Nvidia showcased a number of ray tracing titles at its GeForce RTX launch and it was 4A Games' Metro Exodus - alongside DICE's Battlefield 5 - that impressed us most with its implementation of ray tracing technology. In fact, RTX on vs RTX off within the 4A title demonstrates the challenges and opportunities of the new hardware: right now, it seems we need to choose between remarkable realism and accuracy with a significant performance overhead, up against lighting based on established techniques - less accurate but still good-looking and much faster. Which will prevail?

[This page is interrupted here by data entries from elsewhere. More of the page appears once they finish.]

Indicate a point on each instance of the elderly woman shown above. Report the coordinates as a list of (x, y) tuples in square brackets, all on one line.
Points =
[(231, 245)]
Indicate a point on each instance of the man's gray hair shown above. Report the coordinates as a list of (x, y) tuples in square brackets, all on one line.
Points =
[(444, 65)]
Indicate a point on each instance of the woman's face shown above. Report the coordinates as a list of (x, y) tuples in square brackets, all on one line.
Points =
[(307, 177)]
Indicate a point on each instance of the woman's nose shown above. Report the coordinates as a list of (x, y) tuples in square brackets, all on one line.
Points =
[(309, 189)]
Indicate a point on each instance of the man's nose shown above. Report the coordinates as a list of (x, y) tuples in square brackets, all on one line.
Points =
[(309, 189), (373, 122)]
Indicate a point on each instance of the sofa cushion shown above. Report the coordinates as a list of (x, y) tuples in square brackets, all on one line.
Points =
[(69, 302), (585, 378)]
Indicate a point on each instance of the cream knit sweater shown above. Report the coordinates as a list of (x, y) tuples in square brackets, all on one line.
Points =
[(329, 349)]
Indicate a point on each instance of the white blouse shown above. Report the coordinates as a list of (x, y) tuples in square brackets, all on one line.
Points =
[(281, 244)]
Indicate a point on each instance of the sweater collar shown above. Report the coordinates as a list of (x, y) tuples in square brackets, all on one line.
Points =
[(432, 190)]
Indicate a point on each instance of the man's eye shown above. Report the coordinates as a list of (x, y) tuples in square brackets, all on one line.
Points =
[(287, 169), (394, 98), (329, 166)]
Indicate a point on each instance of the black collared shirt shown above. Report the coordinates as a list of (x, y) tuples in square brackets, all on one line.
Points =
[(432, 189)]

First of all, it's important to remember that the RT cores within the Turing technology aren't powerful enough to provide a complete ray-traced rendering solution - processing power is finite, so the technology is effectively a new tool in the developer's toolbox and the end result is a hybrid combination of RT and standard rasterisation. DICE uses the RT cores for beautiful reflections, whereas 4A's approach is very, very different. Owing to its post-apocalyptic world, the major light sources are effectively just the sun and the moon, so the RT cores are put to work creating a diffuse global illumination implementation. In essence, ray tracing is a straight replacement for the game's standard lighting systems.

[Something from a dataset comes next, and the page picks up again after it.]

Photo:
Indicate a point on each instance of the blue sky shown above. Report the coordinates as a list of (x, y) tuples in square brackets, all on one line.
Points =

Light floods convincingly over the large open world terrain, producing some stunning scenes, but arguably the most noticeably complex light interactions occur within buildings, showcased effectively by 4A as shutters on windows rise, allowing light to flood into the room. In addition to this obvious 'wow' moment, ray tracing gives us remarkably accurate first bounce lighting, where the colour of certain objects can project onto other objects in the scene. And where there is light, there is also shadow, with the GI solution producing some remarkably effective ambient occlusion.